For multiplex PCR and RAPDs
- Recombinant, truncated form of Thermus aquaticus
- Highly thermostable (98°C)
- No 5'-3' exonuclease activity
- Enzyme cannot degrade the 5' end of primers
Q-BioTaq™ DNA Polymerase is a thermostable DNA polymerase which can be used effectively for PCR and DNA sequencing by the chain termination method. This enzyme is encoded by a modified form of the Thermus aquaticus DNA polymerase gene with an N-terminal deletion. The properties of Q-BioTaq DNA Polymerase include high thermostability and absence of 5'-3' exonuclease activity. The absence of 5'-3' exonuclease activity and high thermostability of this enzyme make it particularly useful in applications where multiple amplifications are required. The enzyme is highly purified and free of RNases and endo- and exonucleases.
|Unit definition:||One unit is the amount of enzyme required to catalyse the incorporation of 10 nmol of nucleotides into acid insoluble material in 30 min. at 74°C under assay conditions.|
|Storage:||25 ml Tris HCl (pH 8.0 at 25°C); 100 mM NaCl; 0.1 mM EDTA; 1 mMDTT; 0.75% Triton; 50% gycerol|
|Incubation Buffer 1x:||67 mM Tris HCl (pH 8.8 at 25°C); 16.6 mM (NH4)2 SO4; 0.01% Tween 20; 3.5 mM MgCl2|
|Quality Control:||Activity, SDS-PAGE/purity, nuclease, specific PCR on genomic and phage templates.|
* The concentration of Q-BioTaq, 5 U/µL, is in Klentaq units. 1U Klentaq = 4U DNA Taq pol.

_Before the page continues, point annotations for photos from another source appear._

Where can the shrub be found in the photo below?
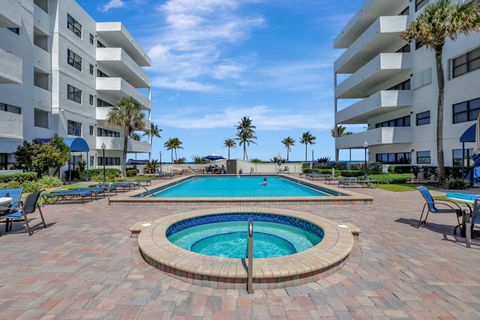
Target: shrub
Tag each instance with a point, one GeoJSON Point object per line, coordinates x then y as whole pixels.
{"type": "Point", "coordinates": [110, 173]}
{"type": "Point", "coordinates": [351, 173]}
{"type": "Point", "coordinates": [392, 178]}
{"type": "Point", "coordinates": [456, 184]}
{"type": "Point", "coordinates": [19, 177]}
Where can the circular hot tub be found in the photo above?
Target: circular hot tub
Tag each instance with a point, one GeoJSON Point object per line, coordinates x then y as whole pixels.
{"type": "Point", "coordinates": [225, 235]}
{"type": "Point", "coordinates": [208, 247]}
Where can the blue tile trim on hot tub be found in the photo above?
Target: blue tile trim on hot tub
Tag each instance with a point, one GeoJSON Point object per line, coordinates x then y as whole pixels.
{"type": "Point", "coordinates": [226, 217]}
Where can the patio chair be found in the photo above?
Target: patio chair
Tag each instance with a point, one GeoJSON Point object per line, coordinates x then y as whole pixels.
{"type": "Point", "coordinates": [30, 206]}
{"type": "Point", "coordinates": [431, 206]}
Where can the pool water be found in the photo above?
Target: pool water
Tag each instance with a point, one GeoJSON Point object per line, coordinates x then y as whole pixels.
{"type": "Point", "coordinates": [232, 187]}
{"type": "Point", "coordinates": [229, 239]}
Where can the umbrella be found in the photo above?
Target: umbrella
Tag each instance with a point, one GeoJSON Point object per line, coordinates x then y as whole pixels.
{"type": "Point", "coordinates": [214, 157]}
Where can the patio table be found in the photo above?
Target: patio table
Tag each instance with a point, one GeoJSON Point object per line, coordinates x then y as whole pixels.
{"type": "Point", "coordinates": [467, 222]}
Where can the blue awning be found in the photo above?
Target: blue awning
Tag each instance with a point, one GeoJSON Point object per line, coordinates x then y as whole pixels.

Amplification of a 400 bp fragment of human β globin with Q-BioTaq™ DNA polymerase Varying amounts of human β globin, 0.6ng to 100ng, were amplified under the following conditions: 50µl reaction; 50 pmoles each specific oligo, 300µM each dNTP, 0.5U Q-BioTaq, 1 x Q-BioTaq Buffer; 5' at 93°C then 1' at 91°C, 1' at 62°C, 2' at 70°C for 37 cycles, 1' at 91°C, 1' at 62°C and 10' at 70°C for 1 cycle. Lane 1 marker pBR322/HaeIII, Lane 2. 0.6ng, Lane 3. 10ng, Lane 4. 100ng of template DNA, respectively.
Two different 10X incubation buffers are provided, one with and one without MgCl2, MgCl2 at 25mM is supplied in a separate tube.